Do We Care More about the Niceties than Conflicts of Interest and Incompetency?

As a neutral Administrative Law Judge and arbitrator, I have had some hot-headed uncivil litigants appear before me over the years.  Sometimes I have threatened them with sanctions: mild, administrative stuff, such as excluding argument or evidence which the incivility concerns; halting the hearing; or--in extreme cases reflecting a pattern of disrespect--excluding counsel or their client from the hearing.  Generally, though, I chalk it up to that just being what advocates do.

Recently though, I have had cause to wonder if  society and/or the bench is going through a bit of a metamorphosis on this issue.  The April 2012 ABA Journal notes
that "more states are treating incivility as a possible ethics violation."  Id., Be Nice. It notes that while "[i]ncivility among lawyers is not a new concern, ... the issue ... appears to be moving to the front burner" today in the U.S.  It specifically points to several jurisdictions that "are addressing the problem with more forceful measures."  For instance, Michigan has reprimanded the attorney who defended Dr. Jack Kevorkian, Geoffrey Nels Fieger, for "engaging in undignified or discourteous conduct toward a tribunal," and for failing to "treat with courtesy and respect all persons involved in the legal process."  In several local radio broadcasts, Fieger had commented on three court of appeals judges, declaring war on then, calling then "jackasses" and referring to fists in their posterior ends.  

In Florida, attorney Robert J. Rattiner was suspended for 60 days and thereafter put on probation for two years for "conduct prejudicial to the administration of justice."  Rattiner had touched opposing counsel's hand during a deposition and attempted to run around the table toward him.  The deponent stated she had been very scared, the court reporter declared "I can't work like this!," and "Rattiner's own consultant tried to clam him down, telling him to 'take a Xanax.'" 

Since then, Florida has recently changed its oath of admission to include a duty of civility in oral and written communications.  Michigan, Pennsylvania, Utah have also instituted civility codes or requirements.  

In general the issue troubles me.  "Incivility" is a subjective term, inherently difficult to define by any clear, principled standard that could be readily and evenly applied by disparate decision making and/or reviewing bodies.

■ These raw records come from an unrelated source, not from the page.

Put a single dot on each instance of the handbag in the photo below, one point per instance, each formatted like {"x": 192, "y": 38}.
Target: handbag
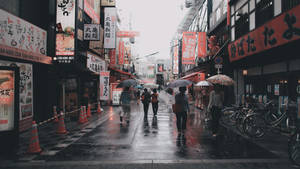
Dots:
{"x": 176, "y": 108}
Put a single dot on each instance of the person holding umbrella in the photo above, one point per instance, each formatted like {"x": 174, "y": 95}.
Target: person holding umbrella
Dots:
{"x": 146, "y": 99}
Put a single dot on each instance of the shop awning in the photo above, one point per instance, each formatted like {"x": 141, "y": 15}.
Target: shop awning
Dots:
{"x": 195, "y": 77}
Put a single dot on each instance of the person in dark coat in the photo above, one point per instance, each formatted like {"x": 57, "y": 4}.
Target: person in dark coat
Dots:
{"x": 146, "y": 99}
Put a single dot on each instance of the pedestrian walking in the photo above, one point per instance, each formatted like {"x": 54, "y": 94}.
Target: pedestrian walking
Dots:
{"x": 125, "y": 103}
{"x": 154, "y": 101}
{"x": 216, "y": 100}
{"x": 146, "y": 99}
{"x": 181, "y": 99}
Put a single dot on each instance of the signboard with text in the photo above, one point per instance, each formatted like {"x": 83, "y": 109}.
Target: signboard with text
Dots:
{"x": 281, "y": 30}
{"x": 110, "y": 20}
{"x": 188, "y": 47}
{"x": 104, "y": 85}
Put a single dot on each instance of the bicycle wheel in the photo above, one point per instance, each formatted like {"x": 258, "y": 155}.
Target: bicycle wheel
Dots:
{"x": 294, "y": 149}
{"x": 253, "y": 126}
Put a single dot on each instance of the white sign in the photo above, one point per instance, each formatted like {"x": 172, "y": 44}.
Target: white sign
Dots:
{"x": 116, "y": 94}
{"x": 65, "y": 16}
{"x": 26, "y": 88}
{"x": 110, "y": 28}
{"x": 104, "y": 85}
{"x": 18, "y": 33}
{"x": 95, "y": 64}
{"x": 91, "y": 32}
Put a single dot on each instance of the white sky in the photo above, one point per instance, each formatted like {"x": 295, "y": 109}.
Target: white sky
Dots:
{"x": 157, "y": 22}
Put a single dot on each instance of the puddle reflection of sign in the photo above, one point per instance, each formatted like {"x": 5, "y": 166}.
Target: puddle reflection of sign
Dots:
{"x": 6, "y": 100}
{"x": 104, "y": 85}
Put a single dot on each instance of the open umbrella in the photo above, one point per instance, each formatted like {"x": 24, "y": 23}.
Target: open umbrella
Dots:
{"x": 203, "y": 83}
{"x": 150, "y": 85}
{"x": 127, "y": 83}
{"x": 179, "y": 83}
{"x": 221, "y": 80}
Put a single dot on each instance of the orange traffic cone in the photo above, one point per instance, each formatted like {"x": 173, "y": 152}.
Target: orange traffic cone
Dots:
{"x": 89, "y": 111}
{"x": 61, "y": 125}
{"x": 34, "y": 145}
{"x": 99, "y": 108}
{"x": 55, "y": 114}
{"x": 81, "y": 116}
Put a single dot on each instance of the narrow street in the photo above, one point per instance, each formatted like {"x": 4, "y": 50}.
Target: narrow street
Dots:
{"x": 154, "y": 144}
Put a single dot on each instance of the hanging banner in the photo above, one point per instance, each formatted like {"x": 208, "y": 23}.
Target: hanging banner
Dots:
{"x": 112, "y": 56}
{"x": 25, "y": 88}
{"x": 92, "y": 7}
{"x": 65, "y": 20}
{"x": 95, "y": 64}
{"x": 110, "y": 28}
{"x": 108, "y": 2}
{"x": 18, "y": 33}
{"x": 175, "y": 58}
{"x": 104, "y": 85}
{"x": 7, "y": 97}
{"x": 121, "y": 52}
{"x": 188, "y": 47}
{"x": 201, "y": 44}
{"x": 91, "y": 32}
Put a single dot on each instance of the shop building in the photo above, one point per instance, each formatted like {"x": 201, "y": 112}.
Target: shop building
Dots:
{"x": 264, "y": 50}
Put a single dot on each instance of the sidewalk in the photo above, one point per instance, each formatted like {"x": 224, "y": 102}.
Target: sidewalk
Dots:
{"x": 51, "y": 142}
{"x": 276, "y": 143}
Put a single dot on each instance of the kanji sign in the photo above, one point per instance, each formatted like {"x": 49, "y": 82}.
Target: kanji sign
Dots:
{"x": 7, "y": 90}
{"x": 110, "y": 28}
{"x": 104, "y": 85}
{"x": 281, "y": 30}
{"x": 188, "y": 47}
{"x": 18, "y": 33}
{"x": 91, "y": 32}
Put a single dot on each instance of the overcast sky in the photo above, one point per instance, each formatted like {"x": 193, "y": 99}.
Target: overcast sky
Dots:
{"x": 157, "y": 22}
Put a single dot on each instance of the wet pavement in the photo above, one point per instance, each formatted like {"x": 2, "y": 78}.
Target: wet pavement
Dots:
{"x": 156, "y": 139}
{"x": 154, "y": 143}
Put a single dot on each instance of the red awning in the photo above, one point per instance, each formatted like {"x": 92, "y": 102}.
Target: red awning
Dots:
{"x": 195, "y": 77}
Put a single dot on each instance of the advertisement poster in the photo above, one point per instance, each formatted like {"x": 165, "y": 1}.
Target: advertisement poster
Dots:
{"x": 116, "y": 94}
{"x": 188, "y": 47}
{"x": 104, "y": 85}
{"x": 65, "y": 20}
{"x": 202, "y": 44}
{"x": 26, "y": 89}
{"x": 95, "y": 64}
{"x": 276, "y": 90}
{"x": 18, "y": 33}
{"x": 7, "y": 90}
{"x": 91, "y": 32}
{"x": 175, "y": 58}
{"x": 110, "y": 28}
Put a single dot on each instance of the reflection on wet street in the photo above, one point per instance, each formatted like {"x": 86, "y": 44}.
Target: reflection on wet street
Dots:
{"x": 156, "y": 138}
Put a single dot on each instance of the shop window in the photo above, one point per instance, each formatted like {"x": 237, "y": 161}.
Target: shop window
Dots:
{"x": 266, "y": 9}
{"x": 289, "y": 4}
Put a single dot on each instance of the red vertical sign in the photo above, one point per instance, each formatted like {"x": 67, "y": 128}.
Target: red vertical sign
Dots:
{"x": 201, "y": 44}
{"x": 112, "y": 56}
{"x": 121, "y": 52}
{"x": 188, "y": 47}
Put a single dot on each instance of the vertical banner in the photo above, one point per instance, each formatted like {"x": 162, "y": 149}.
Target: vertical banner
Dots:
{"x": 188, "y": 47}
{"x": 175, "y": 58}
{"x": 121, "y": 52}
{"x": 201, "y": 44}
{"x": 110, "y": 28}
{"x": 104, "y": 85}
{"x": 7, "y": 97}
{"x": 65, "y": 20}
{"x": 112, "y": 56}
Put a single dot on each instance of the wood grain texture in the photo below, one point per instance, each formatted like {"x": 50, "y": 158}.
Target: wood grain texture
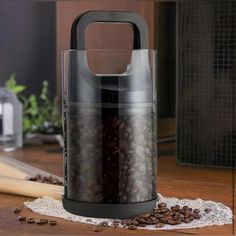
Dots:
{"x": 173, "y": 180}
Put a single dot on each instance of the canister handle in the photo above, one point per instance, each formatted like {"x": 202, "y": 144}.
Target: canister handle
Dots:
{"x": 81, "y": 22}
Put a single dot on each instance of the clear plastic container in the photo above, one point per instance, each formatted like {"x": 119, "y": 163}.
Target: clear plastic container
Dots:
{"x": 109, "y": 123}
{"x": 10, "y": 121}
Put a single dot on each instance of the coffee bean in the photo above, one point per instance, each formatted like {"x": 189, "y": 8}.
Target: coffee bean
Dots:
{"x": 122, "y": 150}
{"x": 187, "y": 220}
{"x": 103, "y": 223}
{"x": 142, "y": 225}
{"x": 132, "y": 227}
{"x": 41, "y": 221}
{"x": 196, "y": 211}
{"x": 146, "y": 215}
{"x": 171, "y": 222}
{"x": 207, "y": 210}
{"x": 196, "y": 216}
{"x": 30, "y": 220}
{"x": 115, "y": 225}
{"x": 52, "y": 222}
{"x": 21, "y": 218}
{"x": 97, "y": 228}
{"x": 160, "y": 225}
{"x": 45, "y": 179}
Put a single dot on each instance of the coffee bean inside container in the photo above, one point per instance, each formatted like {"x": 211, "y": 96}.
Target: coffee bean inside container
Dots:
{"x": 111, "y": 155}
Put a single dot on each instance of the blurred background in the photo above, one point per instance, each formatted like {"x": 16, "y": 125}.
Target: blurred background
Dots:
{"x": 195, "y": 41}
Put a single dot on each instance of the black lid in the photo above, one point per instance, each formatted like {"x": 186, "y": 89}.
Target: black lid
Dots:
{"x": 135, "y": 85}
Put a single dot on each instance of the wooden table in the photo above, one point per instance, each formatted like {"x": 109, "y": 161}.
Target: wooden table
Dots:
{"x": 173, "y": 180}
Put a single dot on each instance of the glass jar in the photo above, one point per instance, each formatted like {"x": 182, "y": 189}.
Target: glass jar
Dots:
{"x": 10, "y": 121}
{"x": 110, "y": 131}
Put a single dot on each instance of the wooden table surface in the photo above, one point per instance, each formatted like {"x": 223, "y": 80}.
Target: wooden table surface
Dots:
{"x": 173, "y": 180}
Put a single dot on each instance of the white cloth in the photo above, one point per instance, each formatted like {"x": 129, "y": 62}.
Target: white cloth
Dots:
{"x": 219, "y": 215}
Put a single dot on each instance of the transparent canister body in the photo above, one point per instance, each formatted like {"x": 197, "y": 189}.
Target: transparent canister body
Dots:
{"x": 10, "y": 121}
{"x": 110, "y": 125}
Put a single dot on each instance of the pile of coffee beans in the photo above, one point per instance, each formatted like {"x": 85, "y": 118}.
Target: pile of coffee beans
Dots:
{"x": 31, "y": 220}
{"x": 110, "y": 158}
{"x": 159, "y": 217}
{"x": 45, "y": 179}
{"x": 164, "y": 215}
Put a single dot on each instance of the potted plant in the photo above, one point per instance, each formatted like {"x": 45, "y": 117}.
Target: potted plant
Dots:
{"x": 40, "y": 116}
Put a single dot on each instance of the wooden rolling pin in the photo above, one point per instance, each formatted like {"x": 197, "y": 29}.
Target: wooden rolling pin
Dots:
{"x": 29, "y": 188}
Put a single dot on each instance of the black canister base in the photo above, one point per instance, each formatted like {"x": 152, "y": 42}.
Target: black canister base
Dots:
{"x": 113, "y": 211}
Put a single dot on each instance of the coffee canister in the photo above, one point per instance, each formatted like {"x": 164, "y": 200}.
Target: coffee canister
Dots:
{"x": 110, "y": 156}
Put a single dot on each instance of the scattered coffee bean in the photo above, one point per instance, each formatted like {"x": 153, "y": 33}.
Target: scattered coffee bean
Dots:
{"x": 132, "y": 227}
{"x": 207, "y": 210}
{"x": 16, "y": 210}
{"x": 21, "y": 218}
{"x": 115, "y": 225}
{"x": 52, "y": 222}
{"x": 103, "y": 223}
{"x": 145, "y": 215}
{"x": 30, "y": 220}
{"x": 160, "y": 225}
{"x": 41, "y": 221}
{"x": 196, "y": 211}
{"x": 163, "y": 215}
{"x": 97, "y": 228}
{"x": 162, "y": 204}
{"x": 123, "y": 149}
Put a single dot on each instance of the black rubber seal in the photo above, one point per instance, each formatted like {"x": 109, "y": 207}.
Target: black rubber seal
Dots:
{"x": 113, "y": 211}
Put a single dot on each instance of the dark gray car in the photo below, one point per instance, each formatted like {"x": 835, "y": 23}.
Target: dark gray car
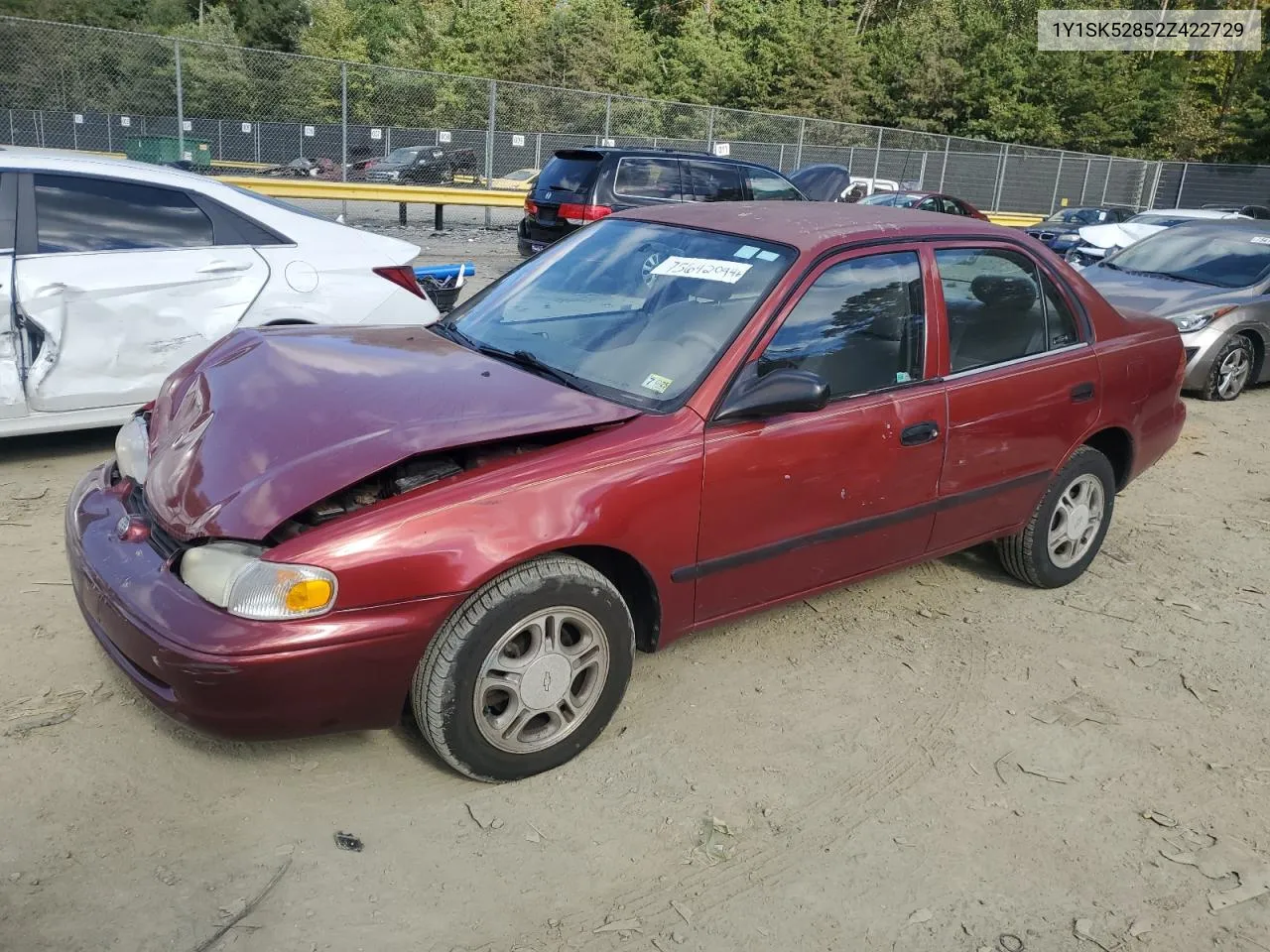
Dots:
{"x": 1213, "y": 281}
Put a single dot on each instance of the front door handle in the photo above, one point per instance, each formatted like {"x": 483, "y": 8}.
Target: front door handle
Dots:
{"x": 222, "y": 267}
{"x": 1082, "y": 393}
{"x": 920, "y": 433}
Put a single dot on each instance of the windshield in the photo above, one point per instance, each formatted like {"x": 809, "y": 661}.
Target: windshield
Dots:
{"x": 403, "y": 155}
{"x": 1232, "y": 261}
{"x": 901, "y": 200}
{"x": 1079, "y": 216}
{"x": 627, "y": 309}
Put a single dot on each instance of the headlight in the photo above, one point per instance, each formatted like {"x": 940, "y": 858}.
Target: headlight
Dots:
{"x": 132, "y": 449}
{"x": 1198, "y": 320}
{"x": 231, "y": 575}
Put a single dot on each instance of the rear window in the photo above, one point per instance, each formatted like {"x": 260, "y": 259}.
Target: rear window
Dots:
{"x": 572, "y": 175}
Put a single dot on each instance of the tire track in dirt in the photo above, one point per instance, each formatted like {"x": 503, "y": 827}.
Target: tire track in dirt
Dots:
{"x": 841, "y": 806}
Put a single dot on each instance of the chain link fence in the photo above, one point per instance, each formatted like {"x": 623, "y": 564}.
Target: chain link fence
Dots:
{"x": 81, "y": 87}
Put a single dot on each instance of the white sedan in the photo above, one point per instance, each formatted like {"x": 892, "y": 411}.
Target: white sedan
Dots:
{"x": 114, "y": 273}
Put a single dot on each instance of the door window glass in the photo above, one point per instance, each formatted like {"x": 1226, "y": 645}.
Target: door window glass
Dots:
{"x": 76, "y": 213}
{"x": 648, "y": 178}
{"x": 993, "y": 302}
{"x": 712, "y": 181}
{"x": 858, "y": 326}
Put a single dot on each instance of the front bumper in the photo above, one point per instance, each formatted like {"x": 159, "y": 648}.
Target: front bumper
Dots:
{"x": 232, "y": 676}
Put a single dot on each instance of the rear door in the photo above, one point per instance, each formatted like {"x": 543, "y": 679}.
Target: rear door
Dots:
{"x": 1023, "y": 388}
{"x": 13, "y": 402}
{"x": 118, "y": 284}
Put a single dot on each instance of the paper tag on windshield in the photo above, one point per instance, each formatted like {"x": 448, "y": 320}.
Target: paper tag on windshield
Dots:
{"x": 702, "y": 270}
{"x": 657, "y": 382}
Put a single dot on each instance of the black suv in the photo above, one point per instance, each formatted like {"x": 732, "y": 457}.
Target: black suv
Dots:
{"x": 583, "y": 184}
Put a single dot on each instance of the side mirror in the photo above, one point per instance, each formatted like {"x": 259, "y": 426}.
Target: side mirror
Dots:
{"x": 783, "y": 391}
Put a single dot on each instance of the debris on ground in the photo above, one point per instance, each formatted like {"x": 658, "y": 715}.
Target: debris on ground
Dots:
{"x": 1228, "y": 857}
{"x": 347, "y": 841}
{"x": 481, "y": 816}
{"x": 716, "y": 841}
{"x": 245, "y": 910}
{"x": 1075, "y": 710}
{"x": 1047, "y": 774}
{"x": 619, "y": 925}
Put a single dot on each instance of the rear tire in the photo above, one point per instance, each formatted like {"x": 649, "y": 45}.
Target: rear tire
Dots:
{"x": 527, "y": 671}
{"x": 1232, "y": 370}
{"x": 1067, "y": 529}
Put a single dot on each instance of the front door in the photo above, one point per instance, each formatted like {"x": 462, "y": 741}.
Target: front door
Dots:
{"x": 803, "y": 500}
{"x": 123, "y": 284}
{"x": 1023, "y": 388}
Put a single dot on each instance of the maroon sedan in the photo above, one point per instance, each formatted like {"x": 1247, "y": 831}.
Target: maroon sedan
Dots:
{"x": 926, "y": 202}
{"x": 483, "y": 521}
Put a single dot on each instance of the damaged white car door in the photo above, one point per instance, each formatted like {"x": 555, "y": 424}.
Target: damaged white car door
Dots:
{"x": 125, "y": 285}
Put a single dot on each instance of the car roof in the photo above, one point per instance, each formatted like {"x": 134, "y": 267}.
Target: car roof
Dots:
{"x": 816, "y": 226}
{"x": 624, "y": 153}
{"x": 90, "y": 164}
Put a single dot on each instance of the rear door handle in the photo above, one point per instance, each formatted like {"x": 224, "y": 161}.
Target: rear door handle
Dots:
{"x": 1082, "y": 393}
{"x": 222, "y": 267}
{"x": 920, "y": 433}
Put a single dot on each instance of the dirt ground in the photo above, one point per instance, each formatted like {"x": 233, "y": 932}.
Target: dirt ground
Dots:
{"x": 926, "y": 762}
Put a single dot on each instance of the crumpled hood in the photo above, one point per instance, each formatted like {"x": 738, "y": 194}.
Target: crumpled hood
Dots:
{"x": 1118, "y": 235}
{"x": 267, "y": 422}
{"x": 1162, "y": 298}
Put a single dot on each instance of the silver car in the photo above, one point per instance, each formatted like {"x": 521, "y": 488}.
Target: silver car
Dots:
{"x": 1211, "y": 280}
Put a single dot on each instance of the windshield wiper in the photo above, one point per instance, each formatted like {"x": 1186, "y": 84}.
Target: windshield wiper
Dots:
{"x": 531, "y": 362}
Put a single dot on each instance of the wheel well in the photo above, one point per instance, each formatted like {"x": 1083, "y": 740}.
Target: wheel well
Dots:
{"x": 635, "y": 585}
{"x": 1259, "y": 353}
{"x": 1116, "y": 445}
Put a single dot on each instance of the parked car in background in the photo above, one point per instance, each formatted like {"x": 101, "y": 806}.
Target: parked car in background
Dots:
{"x": 926, "y": 202}
{"x": 1061, "y": 231}
{"x": 834, "y": 182}
{"x": 518, "y": 180}
{"x": 422, "y": 166}
{"x": 1250, "y": 211}
{"x": 580, "y": 185}
{"x": 1211, "y": 280}
{"x": 114, "y": 273}
{"x": 495, "y": 513}
{"x": 1097, "y": 241}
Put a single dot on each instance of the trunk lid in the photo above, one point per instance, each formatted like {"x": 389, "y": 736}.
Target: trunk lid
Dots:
{"x": 268, "y": 422}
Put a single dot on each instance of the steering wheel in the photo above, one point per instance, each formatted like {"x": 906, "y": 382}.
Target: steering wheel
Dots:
{"x": 697, "y": 336}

In my own experience as a New Mexico Disciplinary Board Member, I have seen very disparate results in the disciplining of actual ethics violations as compared to "civility" issues.  In one case, a lawyer had faced only a mild letter of caution for conflicts of interest and the failure to reduce to writing a contingency fee agreement amendment that was adverse to the client.  In contrast, the federal court had temporarily disbarred a lawyer for what appeared to me, based on the whole record, to be a cavalier attitude to the bench, and zealous advocacy with an eye to protecting the client's record on appeal.  

Between these cases, the lesson the public could easily draw is that we lawyers and judges will vigorously defend our right to public respect and good treatment, but are not so concerned about real damage or risk of harm to the actual users of legal services. This is exacerbated by how easily one can be penalized merely for objectionable conduct under claims of "incivility," "discourtesy," or "prejudice to the administration of justice."  To me, all of these charges cry out for actual, physical disruption or egregious misconduct, to avoid their subjective misuse. Additionally, as the Board in Michigan noted in the Fieger matter observed, there can be freedom of speech issues.

Moreover, I do not think this view is so different from that of many other decision makers, if they think about it honestly and away from the heat of the most recent obnoxious litigant.  Deb Mailander with the Labor Education and Research Center at the University of Oregon has issued her results of a recent survey of labor arbitrators associated with the Oregon  Employment Relations Board.  I think it is telling that while the overwhelming majority of arbitrators at the outset correlated civility closest to effectiveness of counsel, additional questions showed that when push came to shove they were more concerned by actual competency of counsel.  Specifically, in Questions 1 and 2, 64-68% rated demeanor, courtesy, civility etc as being closest correlated to demonstrating or detracting from the advocate's professionalism or effectiveness during hearings.  However, further questions revealed that the arbitrators rated the failure to develop the record as far more damaging than demeanor or civility issues.  For instance, Questions 5 and 6 reveal arbitrators are 40%-92% more likely to be concerned by lack of skill than demeanor issues during witness examination.


I hope I am right, that we judges and lawyers are not more sensitive to issues related to court room decorum and respect of the tribunal and co-counsel, than we are to the actual competence of counsel and whether they are treating their clients properly.  In the long run, the wrong focus will only further undermine negative public perceptions concerning the effectiveness of the justice system as to litigants.